Garment Collecting Program
One of the key initiatives is the garment collecting recycling program, where customers are encouraged to bring in unwanted clothes to any of the H&M stores. H&M was the first retailer to initiate this program globally in 2013, which is now available at all H&M stores in Vietnam.
Responsible consumption, increasing the lifespan of garments and getting into the mindset of reusing and recycling to prevent fashion from being wasted and ending up on our landfills is needed to close the loop and become fully circular. Increased communication on why we need to work towards sustainable fashion and inspiring Vietnamese customers on what small actions we can all take to support our planet and people is vital.

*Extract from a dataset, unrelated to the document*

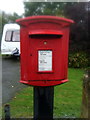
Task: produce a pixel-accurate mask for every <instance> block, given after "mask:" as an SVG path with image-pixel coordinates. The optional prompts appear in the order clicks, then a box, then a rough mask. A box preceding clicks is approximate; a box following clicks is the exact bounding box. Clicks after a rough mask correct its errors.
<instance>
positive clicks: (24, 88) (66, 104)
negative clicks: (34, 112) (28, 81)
mask: <svg viewBox="0 0 90 120" xmlns="http://www.w3.org/2000/svg"><path fill="white" fill-rule="evenodd" d="M83 73H84V71H83V70H81V69H72V68H69V82H67V83H65V84H62V85H58V86H55V87H54V116H56V117H79V116H80V113H81V103H82V77H83ZM9 104H10V107H11V117H13V118H18V117H19V118H20V117H24V118H28V117H30V116H33V87H27V88H24V89H23V90H21V91H19V92H18V93H17V94H16V96H15V97H14V98H13V99H12V100H11V101H10V102H9Z"/></svg>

Similarly to other markets, H&M Conscious Collections and Conscious Exclusive, made from more innovative sustainable materials are available at H&M Vietnam. Aside from the Conscious (Exclusive) Collections launched twice per year, garments with more sustainable materials can be found in stores throughout the year throughout all concepts of ladies, men and kids. These products can be recognized by the green hangtag.
Eventually, by 2030 all materials used will be from recycled or other sustainable sourced materials. In the meantime, it is about raising awareness towards customers on the available sustainable materials and make these materials more accessible to all.
H&M Vietnam aims to add value by being a global brand while at the same time focus on local relevancy. As such, H&M Vietnam has supported different local community projects as for example, the support of Saigon Children’s Charity that work with promoting education for kids from low income families.
As we have all experienced, this year has proven a challenging one. In light of COVID-19, a special in-store promotion was offered to nurses in Vietnam on International Nurse day. We have also this year supported in Central Vietnam.
In just a month, the region got struck by three floods, four storms and a series of landslides, flooding over 177,000 households and displacing tens of thousands of people. In collaboration with the Vietnam Volunteer Information Resource Center (VVIRC), H&M Vietnam donated 2,740 pieces of new garments to adults and kids last November. H&M Foundation also made a 100,000USD emergency relief donation to Vietnam to meet the immediate needs of the most vulnerable people through the provision of household items, water purification tablets, water tanks, cash grants, food packs and more.
In addition to these emergencies, sustainability is present in every part of the business, whether it is the recycling routine in stores where store staff are required to segregate waste properly or raising awareness on Inclusive & Diversity via initiatives as the pride parade organized by H&M Vietnam crew in Hanoi and Ho Chi Minh.
The heart for sustainability and strong company values are highly present, contributing to H&M Vietnam being honored as one of Asia’s Best Companies To Work For in 2019 by HR Asia.
Continuous effort is needed to bring sustainability on top of mind to the Vietnamese population. However, given the Vietnamese culture, a one of a kind, continuous growing and high solidary country, there is a great potential and I am looking forward to working all together to further drive circular fashion within the country.
In fact, coming from a very modest family, throwing clothes away was not an option. Socks with 3 holes would be repaired by mom, re-worn and re-used over and over again.
So maybe after all, ‘meeting the current needs without compromising the needs of future generations’ was unconsciously more ingrained in the Vietnamese upbringing than I originally thought?